The Court then reviewed the statutory framework governing letters of administration d.b.n., to determine whether Nicholas was eligible for letters. It explained in this regard that SCPA§ 1001 (made applicable to administrators d.b.n. by section 1007) requires that letters be issued to the distributees of an intestate decedent, or, if deceased, to their fiduciaries, or to any eligible “person who is not a distributee upon the acknowledged and filed consents of all eligible distributees, or if there are no eligible distributees, then on the consent of all distributees” (SCPA § 1001[6]).  It also explained that, pursuant to SCPA § 1001(8), where letters are not granted as set forth above, they are properly granted in the following order to: (a) the public administrator, (b) the petitioner, in the court’s discretion, or (c) to any other person or persons. 

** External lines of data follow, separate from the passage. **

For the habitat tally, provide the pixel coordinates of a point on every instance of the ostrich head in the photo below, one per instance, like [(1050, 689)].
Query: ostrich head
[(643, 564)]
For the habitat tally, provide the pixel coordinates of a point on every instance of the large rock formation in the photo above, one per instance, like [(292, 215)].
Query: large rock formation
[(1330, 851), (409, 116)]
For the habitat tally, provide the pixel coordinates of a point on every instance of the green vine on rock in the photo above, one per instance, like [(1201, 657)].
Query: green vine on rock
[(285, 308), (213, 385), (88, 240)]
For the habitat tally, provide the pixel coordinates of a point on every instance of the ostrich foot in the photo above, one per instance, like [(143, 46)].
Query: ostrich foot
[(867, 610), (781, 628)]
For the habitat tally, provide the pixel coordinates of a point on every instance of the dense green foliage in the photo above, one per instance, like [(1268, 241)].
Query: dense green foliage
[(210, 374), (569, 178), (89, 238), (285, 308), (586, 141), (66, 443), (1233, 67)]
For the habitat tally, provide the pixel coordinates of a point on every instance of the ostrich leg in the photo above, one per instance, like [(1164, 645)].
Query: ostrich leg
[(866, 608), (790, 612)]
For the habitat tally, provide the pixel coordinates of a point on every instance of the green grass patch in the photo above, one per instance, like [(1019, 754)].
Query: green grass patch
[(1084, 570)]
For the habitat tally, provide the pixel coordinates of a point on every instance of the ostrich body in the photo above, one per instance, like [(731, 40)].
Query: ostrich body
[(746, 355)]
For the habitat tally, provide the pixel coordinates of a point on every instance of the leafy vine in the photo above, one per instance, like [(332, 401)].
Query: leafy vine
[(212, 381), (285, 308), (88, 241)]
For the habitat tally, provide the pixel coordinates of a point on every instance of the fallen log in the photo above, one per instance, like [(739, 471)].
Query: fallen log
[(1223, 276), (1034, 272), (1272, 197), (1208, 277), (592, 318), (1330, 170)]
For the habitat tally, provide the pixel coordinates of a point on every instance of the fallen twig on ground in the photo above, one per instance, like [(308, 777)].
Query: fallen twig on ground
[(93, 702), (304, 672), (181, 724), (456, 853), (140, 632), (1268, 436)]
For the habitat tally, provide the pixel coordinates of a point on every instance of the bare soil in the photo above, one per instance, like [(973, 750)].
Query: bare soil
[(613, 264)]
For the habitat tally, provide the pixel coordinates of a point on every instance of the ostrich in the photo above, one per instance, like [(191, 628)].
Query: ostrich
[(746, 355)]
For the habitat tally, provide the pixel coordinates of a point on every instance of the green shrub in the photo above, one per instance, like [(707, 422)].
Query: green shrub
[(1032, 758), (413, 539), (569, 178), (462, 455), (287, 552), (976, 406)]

The Court stated that it “has an obligation to make sure that the proper person is administering the estate.”  It concluded that “[i]t is unclear whether the proper person is administering this estate.” The Court also expressed its concern regarding the petition’s allegation that the value of the Decedent’s assets in need of administration was only $9,000, stating that “[t]he court is concerned that this figure is underestimated as it appears the decedent was a successful songwriter whose estate consisted of royalty interests which may be of a greater value than indicated given the possible copyright battle.”


The Court revoked Nicholas’s letters “[b]ased upon such concerns and due to the misstatement in Nicholas’ petition. . . .” It issued letters of temporary administration to the Public Administrator, directing that it “attempt to identify the fiduciaries of Ruth Young’s estate and Samuel Young’s estate who have a prior right to letters of administration de bonis non and to ascertain the value of the assets in need of administration.”


The moral of the story is that those seeking appointment as fiduciaries must take great care to ensure the accuracy of the allegations of their petition. A mistake, even one alleged to be innocent, could prove costly.